Many Americans (regardless of political leanings) are strongly opposed to ANY mandatory national ID system. For example, many Americans don’t want our Social Security Numbers to become mandatory national IDs (even though they are de facto national IDs today). And while the federal government does issue passports, it isn’t mandatory that people GET them.
And many Americans don’t want state driver’s licenses to become mandatory national IDs. I went into this whole issue in great detail in my prior post “How 6 CFR 37 (REAL IDs) exhibits…federalism,” which made the following points:
States are NOT mandated to issue REAL IDs. (And, no citizen is mandated to GET a REAL ID.)
The federal government CAN mandate which IDs are accepted for federal purposes.
Because the federal government can mandate the IDs to use when entering a federal facility or flying at a commercial airport, ALL of the states were eventually “persuaded” to issue REAL IDs. (Of course, it has take nearly two decades, so far, for that persuasion to work, and it won’t work until 2023, or later.)
So, considering all of the background regarding the difficulties in mandating a national PHYSICAL ID, imagine how things would erupt if the federal government mandated a national DIGITAL ID.
And this is why some states are moving ahead on their own with mobile driver’s licenses.
LA Wallet Louisiana Digital Driver’s License. lawallet.com.
However, there’s a teeny tiny catch: while the states can choose to mandate that their mDLs be accepted at the STATE level, states cannot mandate that their digital identities be used for FEDERAL purposes.
Here we go again.
Of course, federal government agencies are starting to look at the issues with a mobile version of a “REAL ID,” including the standard(s) to which any mobile ID used for federal purposes must adhere.
Improving Digital Identity Act of 2020, or 2021, or 2025…
While the government agencies are doing this work, another government agency (the U.S. Congress) is also working on this. Castro mentions Rep. Bill Foster’s H.R. 8215, introduced in the last Congress. I’m not sure why he bothered to introduce it in September 2020, when Congress wasn’t going to do anything with it. As you may have heard, we had an election at that time.

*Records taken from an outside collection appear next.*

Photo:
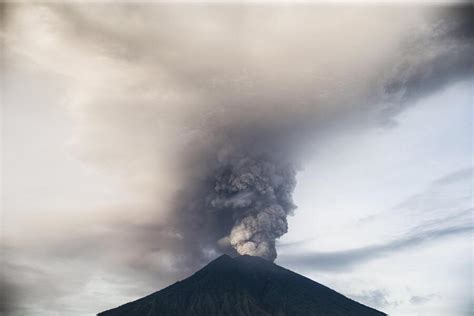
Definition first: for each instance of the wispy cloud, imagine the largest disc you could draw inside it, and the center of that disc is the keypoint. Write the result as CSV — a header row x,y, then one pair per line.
x,y
347,259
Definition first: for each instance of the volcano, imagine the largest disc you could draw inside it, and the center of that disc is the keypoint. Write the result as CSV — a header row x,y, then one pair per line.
x,y
243,286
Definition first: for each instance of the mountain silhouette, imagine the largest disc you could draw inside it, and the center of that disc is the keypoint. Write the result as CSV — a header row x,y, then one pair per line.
x,y
243,286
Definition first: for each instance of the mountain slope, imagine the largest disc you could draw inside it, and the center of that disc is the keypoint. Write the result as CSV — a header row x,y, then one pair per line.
x,y
244,286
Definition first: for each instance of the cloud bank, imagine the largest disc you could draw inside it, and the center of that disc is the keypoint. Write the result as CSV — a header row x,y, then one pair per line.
x,y
207,111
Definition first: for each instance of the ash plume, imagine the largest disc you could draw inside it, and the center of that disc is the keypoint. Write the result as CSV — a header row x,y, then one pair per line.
x,y
257,193
204,113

Regardless, the “Improving Digital Identity Act” proposes the creation of a task force at the federal level with federal, state participants, and local participants. It also mandates that NIST create a digital identity “framework,” with an interim version available 240 days after the Act is passed. Among other things, the ACT also mandates that NIST Special Publication 800-63 become “binding operational directives” for federal agencies.
(Does that mean that it will be illegal to mandate password changes every 90 days? Woo hoo!)

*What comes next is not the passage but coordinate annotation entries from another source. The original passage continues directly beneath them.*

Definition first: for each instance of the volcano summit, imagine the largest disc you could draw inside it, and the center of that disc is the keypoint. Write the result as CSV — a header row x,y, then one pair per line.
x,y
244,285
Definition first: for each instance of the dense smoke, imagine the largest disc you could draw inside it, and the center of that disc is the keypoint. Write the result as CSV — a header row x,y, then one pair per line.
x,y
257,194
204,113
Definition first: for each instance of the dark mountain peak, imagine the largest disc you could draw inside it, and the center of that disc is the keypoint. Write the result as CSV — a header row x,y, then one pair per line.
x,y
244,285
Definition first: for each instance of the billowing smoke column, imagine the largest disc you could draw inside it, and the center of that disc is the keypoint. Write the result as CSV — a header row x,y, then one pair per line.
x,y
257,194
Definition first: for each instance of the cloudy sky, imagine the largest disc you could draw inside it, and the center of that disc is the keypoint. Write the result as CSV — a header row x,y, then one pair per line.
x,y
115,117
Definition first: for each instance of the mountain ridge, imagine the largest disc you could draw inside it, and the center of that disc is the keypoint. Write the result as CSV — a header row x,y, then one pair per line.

Should this Act actually pass at some point, its directives will need to be harmonized with what the Department of Homeland Security is already doing, and of course with what the states are already doing.
Oh, and remember my reference to the DHS’ work in this area? Among those who have submitted verbal and/or written comments, several (primarily from privacy organizations) have stated that the government should NOT be promoting ANY digital ID at all. The sentiments in this written comment, submitted anonymously, are all too common.

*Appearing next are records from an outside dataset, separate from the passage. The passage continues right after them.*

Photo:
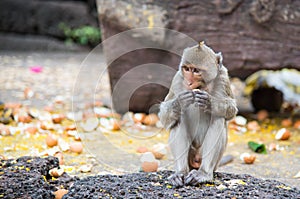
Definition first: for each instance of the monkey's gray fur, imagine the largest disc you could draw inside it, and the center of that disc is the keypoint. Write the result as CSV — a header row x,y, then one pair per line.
x,y
198,119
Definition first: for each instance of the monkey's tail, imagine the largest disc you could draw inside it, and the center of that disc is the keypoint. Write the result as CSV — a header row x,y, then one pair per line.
x,y
225,160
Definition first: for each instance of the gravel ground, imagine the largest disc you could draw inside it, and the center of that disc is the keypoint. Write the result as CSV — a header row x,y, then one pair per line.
x,y
28,177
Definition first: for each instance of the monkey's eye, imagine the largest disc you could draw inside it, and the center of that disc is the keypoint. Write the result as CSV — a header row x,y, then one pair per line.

There are a lot of security and privacy concerns with accepting digital ID’s. First and foremost, drivers licenses contain a lot of sensitive information. If digital ID’s are accepted, then it could potentially leak that info to hackers if it is not secured properly. Plus, there is the added concern that using digital ID’s will lead to extra surveillance where unnecesary. Finally, digital ID will not allow individuals who are poorer to be abele to submit an ID because they might not have access to the same facilities. I am strongly against this rule and I do NOT think that digital ID should be an option.
I expect other privacy organizations to submit comments that may be better-written, but they echo the same sentiment.